‘Abundance of riches’
James says Jamaica’s 2022 sprint hurdles team will be tough to make – James
IF OLYMPIC 110-metre hurdles champion Hansle Parchment wins the 2021 Sportsman and Sportswoman of the Year Award, it will highlight Jamaica’s depth in his event. With six of the nation’s fastest-ever male sprint hurdlers all still on the track...
IF OLYMPIC 110-metre hurdles champion Hansle Parchment wins the 2021 Sportsman and Sportswoman of the Year Award, it will highlight Jamaica’s depth in his event.
With six of the nation’s fastest-ever male sprint hurdlers all still on the track during 2021, analyst Bruce James thinks it will be tough simply to make the team for next year’s World Championship in Eugene, Oregon.
“Jamaica has an abundance of riches in the men’s 110-metre hurdles. It is historic in my opinion to have the six fastest Jamaican men ever in the event all still actively competing,” James submitted.
Listed by personal best times, this big six comprises Omar McLeod, 12.90 seconds, Parchment 12.94, Ronald Levy 13.05, Rasheed Broadbell 13.10, Damion Thomas 13.11, and Andrew Riley 13.14.

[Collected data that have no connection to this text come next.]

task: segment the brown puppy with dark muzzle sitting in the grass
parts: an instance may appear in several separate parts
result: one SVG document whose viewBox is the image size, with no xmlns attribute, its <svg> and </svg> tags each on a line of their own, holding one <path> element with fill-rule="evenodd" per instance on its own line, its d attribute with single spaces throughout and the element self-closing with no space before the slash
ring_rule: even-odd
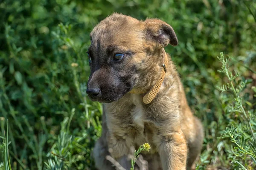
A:
<svg viewBox="0 0 256 170">
<path fill-rule="evenodd" d="M 105 103 L 102 136 L 93 150 L 96 167 L 114 170 L 105 159 L 111 155 L 129 170 L 130 148 L 149 143 L 151 150 L 143 153 L 149 170 L 191 169 L 201 151 L 203 127 L 190 111 L 175 65 L 163 49 L 178 44 L 172 27 L 158 19 L 112 14 L 90 37 L 87 94 Z M 153 87 L 159 90 L 156 96 Z M 148 93 L 153 96 L 145 99 Z"/>
</svg>

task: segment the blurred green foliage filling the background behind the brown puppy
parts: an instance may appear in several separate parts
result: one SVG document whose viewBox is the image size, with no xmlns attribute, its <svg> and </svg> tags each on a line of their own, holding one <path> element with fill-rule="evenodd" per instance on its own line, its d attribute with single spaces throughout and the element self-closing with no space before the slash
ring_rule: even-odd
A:
<svg viewBox="0 0 256 170">
<path fill-rule="evenodd" d="M 113 12 L 140 20 L 156 17 L 174 28 L 179 45 L 166 51 L 205 127 L 198 164 L 230 167 L 237 156 L 230 140 L 218 137 L 237 118 L 225 111 L 216 88 L 225 82 L 216 56 L 223 51 L 234 58 L 234 70 L 249 79 L 245 100 L 256 102 L 250 92 L 256 85 L 251 71 L 256 70 L 255 0 L 4 0 L 0 135 L 9 119 L 13 169 L 93 170 L 90 152 L 101 135 L 102 106 L 85 94 L 90 74 L 86 51 L 90 31 Z"/>
</svg>

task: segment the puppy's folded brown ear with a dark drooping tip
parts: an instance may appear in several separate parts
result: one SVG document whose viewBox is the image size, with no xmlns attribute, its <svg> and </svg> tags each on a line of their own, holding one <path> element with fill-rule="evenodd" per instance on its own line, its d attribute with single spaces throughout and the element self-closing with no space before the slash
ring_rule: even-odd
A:
<svg viewBox="0 0 256 170">
<path fill-rule="evenodd" d="M 169 24 L 158 19 L 147 19 L 144 23 L 147 39 L 156 41 L 162 47 L 169 43 L 173 46 L 178 45 L 177 36 Z"/>
</svg>

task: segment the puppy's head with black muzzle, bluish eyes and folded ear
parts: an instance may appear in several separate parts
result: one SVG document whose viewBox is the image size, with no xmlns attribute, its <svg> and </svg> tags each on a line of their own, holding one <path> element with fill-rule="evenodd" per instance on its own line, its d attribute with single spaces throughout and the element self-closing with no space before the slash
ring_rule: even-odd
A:
<svg viewBox="0 0 256 170">
<path fill-rule="evenodd" d="M 178 44 L 167 23 L 122 14 L 102 20 L 90 38 L 87 94 L 99 102 L 116 101 L 131 90 L 148 90 L 159 78 L 162 48 Z"/>
</svg>

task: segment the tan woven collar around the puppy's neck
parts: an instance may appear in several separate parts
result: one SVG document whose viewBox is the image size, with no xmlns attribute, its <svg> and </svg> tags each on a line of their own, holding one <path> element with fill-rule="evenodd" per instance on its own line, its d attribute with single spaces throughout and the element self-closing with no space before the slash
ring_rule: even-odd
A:
<svg viewBox="0 0 256 170">
<path fill-rule="evenodd" d="M 160 90 L 160 87 L 163 83 L 163 79 L 165 77 L 167 66 L 168 66 L 168 57 L 166 55 L 166 52 L 163 49 L 163 62 L 162 62 L 162 70 L 159 79 L 157 80 L 156 84 L 143 96 L 143 102 L 145 104 L 151 103 L 152 100 L 157 96 L 158 91 Z M 131 91 L 132 94 L 142 94 L 145 92 L 137 92 L 137 91 Z"/>
</svg>

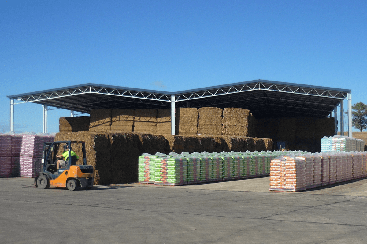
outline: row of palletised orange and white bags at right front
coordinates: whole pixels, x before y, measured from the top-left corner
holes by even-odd
[[[367,152],[286,152],[270,167],[270,191],[303,191],[366,177]]]

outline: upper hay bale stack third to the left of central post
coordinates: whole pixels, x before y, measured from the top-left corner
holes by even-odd
[[[112,109],[111,131],[134,131],[134,109]]]

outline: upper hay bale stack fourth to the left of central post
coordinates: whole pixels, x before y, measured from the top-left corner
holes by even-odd
[[[111,130],[111,109],[93,109],[90,111],[90,131]]]

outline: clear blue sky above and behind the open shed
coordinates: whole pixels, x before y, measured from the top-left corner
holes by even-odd
[[[367,1],[0,4],[0,132],[7,95],[83,83],[181,91],[266,79],[351,89],[352,104],[367,104]],[[48,132],[61,116],[48,112]],[[42,132],[42,119],[41,105],[15,105],[16,132]]]

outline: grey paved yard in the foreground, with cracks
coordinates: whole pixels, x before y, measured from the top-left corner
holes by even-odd
[[[34,188],[0,178],[0,243],[367,243],[367,179],[269,192],[269,177],[179,187]]]

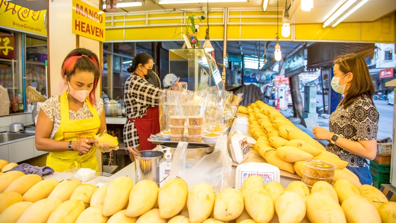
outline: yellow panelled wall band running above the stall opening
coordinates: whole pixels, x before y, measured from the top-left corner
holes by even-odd
[[[148,26],[146,26],[146,15],[118,15],[112,14],[114,26],[111,26],[111,14],[106,19],[106,41],[126,40],[126,41],[144,41],[144,40],[181,40],[183,18],[187,19],[187,14],[183,13],[148,13]],[[259,12],[259,11],[230,11],[228,19],[230,24],[227,25],[228,40],[249,40],[249,39],[274,39],[276,38],[276,11]],[[281,17],[281,12],[279,13]],[[235,17],[232,17],[235,16]],[[245,18],[244,16],[251,16]],[[258,16],[258,17],[254,17]],[[177,18],[175,18],[177,17]],[[213,17],[213,18],[211,18]],[[142,21],[125,21],[125,19],[140,18]],[[158,20],[151,20],[160,18]],[[209,34],[211,39],[224,39],[223,11],[211,12],[209,14]],[[279,21],[279,37],[283,40],[292,41],[349,41],[349,42],[395,42],[395,14],[391,13],[377,19],[373,22],[362,23],[340,23],[336,27],[322,27],[322,23],[315,24],[297,24],[292,25],[294,38],[284,38],[280,35],[282,30],[282,18]],[[227,21],[225,21],[227,22]],[[130,27],[122,27],[129,25]],[[200,23],[200,31],[197,37],[200,40],[205,38],[206,21],[195,19],[195,23]],[[247,23],[247,24],[246,24]],[[249,24],[251,23],[251,24]],[[144,26],[144,27],[143,27]],[[125,37],[124,37],[125,30]],[[293,36],[293,35],[291,35]],[[124,39],[125,38],[125,39]]]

“In 2021, we saw that it was the only event that the Jamaican men were able to earn a medal in at the Olympic Games and actually ended up earning two medals in it, which is also significant,” James noted of the one-three Olympic finish by Parchment and Levy in Tokyo this year.
“I can’t tell you that many people would have been betting on a Hansle Parchment this year. Hansle Parchment’s season’s best coming into the National Championships was 13.49, placing him seventh on the Jamaica list,” James said of the man who zipped 13.04 seconds to win in Tokyo.
That win added to his 2015 World Championship silver and his Olympic bronze from 2012 and made Parchment a prime contender for the RJRGLEANER Communications Group Sports Foundation Sportsman and Sportswoman of the Year Award, an honour won in 2017 by McLeod, who preceded the tall Port Morant native as Olympic champion.
He reckons the 110-metre hurdles will be compelling at the 2022 National Championships.
“When we look at our six fastest men all still actively competing and we recognise that only three can go to Eugene, one of the big questions is: which three will go?” he queried.
Asked to pinpoint other contenders for team spots next year, James replied: “There’s a young Phillip Lemonious, formerly of Jamaica College. He is spectacular, 13.21, just out of the frame at the National Championships. He could step up but again, the sixth slowest among those is 13.14.”
However, James thinks it will be tough for young contenders like 2019 World Championship semi-finalist Orlando Bennett and even younger prospects like Vashaun Vascianna and Dejour Russell.
“I still feel there’s such a wall to get to, if you want to break into the top three,” he envisaged.
“It’s a tough, tough ask,” James emphasised. “Vascianna came second this year at the World Juniors behind the French wonder kid, (Sasha) Zhoya. So it’s not that we have just our six fastest running at the senior level. We have some of the best juniors coming up,” the analyst listed, “and knocking on the door. And it’s one of those events now where even getting to the finals becomes a challenge.”